TIDMACID TIDMACIA
RNS Number : 1271L
Acer Incorporated
08 September 2021
NO.1
Acer Inc. Announces Un-Audited Monthly Sales Ended August 31,
2021
Item Revenue (Unit: NTD1,000)
================================== =========================
Current Month 27,103,972
=========================
Same Month Last Year 27,273,473
=========================
Amount Difference -169,501
=========================
YoY (%) -0.62
=========================
Current Year Accumulated Revenue 204,539,447
=========================
Last Year Accumulated Revenue 164,970,659
=========================
Amount Difference 39,568,788
=========================
YoY Accumulated (%) 23.99
=========================
NO.2
Subject: On behalf of subsidiary Acer Holdings International,
Inc. announce the application for redemption of USD Term Liquidity
Fund
Date of events: 2021/09/08
Contents:
1.Name and nature of the underlying assets (if preferred shares,
the terms and conditions of issuance shall also be indicated, e.g.,
dividend yield, etc.):
USD Term Liquidity Fund
2.Date of occurrence of the event: 2021/09/08
3.Amount, unit price, and total monetary amount of the
transaction:
Total Amount: USD 24,500,000
4.Trading counterparty and its relationship with the Company (if
the trading counterparty is a natural person and furthermore is not
a related party of the Company, the name of the trading
counterparty is not required to be disclosed):
Citibank Taiwan Limited (offshore banking unit); non-related
party
5.Where the trading counterparty is a related party,
announcement shall also be made of the reason for choosing the
related party as trading counterparty and the identity of the
previous owner, its relationship with the Company and the trading
counterparty, and the previous date and monetary amount of
transfer:
Not applicable
6.Where an owner of the underlying assets within the past five
years has been a related party of the Company, the announcement
shall also include the date and price of acquisition and disposal
by the related party, and its relationship with the Company at the
time of the transaction: Not applicable
7.Matters related to the current disposal of creditors' rights
(including types of collaterals of the disposed creditor's rights;
if creditor's rights over a related party, announcement shall be
made of the name of the related party and the book amount of the
creditor's rights, currently being disposed of, over such related
party): Not applicable
8.Profit or loss from the disposal (not applicable in cases of
acquisition of securities) (those with deferral should provide a
table explaining recognition):
The gain (or loss) from this disposal will be calculated upon
execution of redemption in accordance with the trust agreement and
investment prospectus; a supplemental announcement will be made
when the amount is confirmed.
9.Terms of delivery or payment (including payment period and
monetary amount), restrictive covenants in the contract, and other
important terms and conditions:
According to the trust agreement and investment prospectus
10.The manner of deciding on this transaction (such as
invitation to tender, price comparison, or price negotiation), the
reference basis for the decision on price, and the decision-making
unit:
Subject to Article 5, section 2, paragraph (1) (c) of Acer
"Procedures Governing Acquiring or Disposing of Assets"

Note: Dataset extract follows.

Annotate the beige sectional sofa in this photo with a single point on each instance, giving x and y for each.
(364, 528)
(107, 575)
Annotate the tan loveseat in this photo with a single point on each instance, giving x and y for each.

11.Net worth per share of the Company's underlying securities
acquired or disposed of: Not applicable
12.Cumulative no. of shares held (including the current
transaction), their monetary amount, shareholding percentage, and
status of any restriction of rights (e.g., pledges), as of the
present moment:
Accumulated (this investment included) amount: none;
non-pledge
13.Current ratio of securities investment (including the current
trade, as listed in article 3 of Regulations Governing the
Acquisition and Disposal of Assets by Public Companies) to the
total assets and equity attributable to owners of the parent as
shown in the most recent financial statement and working capital as
shown in the most recent financial statement as of the present:
Current ratio of long or short term securities investment to the
total assets: 7.37%; Current ratio of long or short term securities
investment to the shareholder's equity: 16.70%; Operating capital:
NTD(8,194,356) K
14.Broker and broker's fee: None
15.Concrete purpose or use of the acquisition or disposal:
To improve the efficiency of cash utilization and short-term
Investment
16.Any dissenting opinions of directors to the present
transaction: Not applicable
17.Whether the counterparty of the current transaction is a
related party: No
18.Date of the board of directors resolution: NA
19.Date of ratification by supervisors or approval by the Audit
Committee: NA
20.Whether the CPA issued an unreasonable opinion regarding the
current transaction: No
21.Name of the CPA firm: None
22.Name of the CPA: None
23.Practice certificate number of the CPA: None
24.Whether the transaction involved in change of business model:
No
25.Details on change of business model: Not applicable
26.Details on transactions with the counterparty for the past
year and the expected coming year: Not applicable
27.Source of funds: Not applicable
28.Any other matters that need to be specified: None
NO.3
Subject: To announce the acquisition of preferred shares C
issued by Fubon Financial Holding Co. Ltd.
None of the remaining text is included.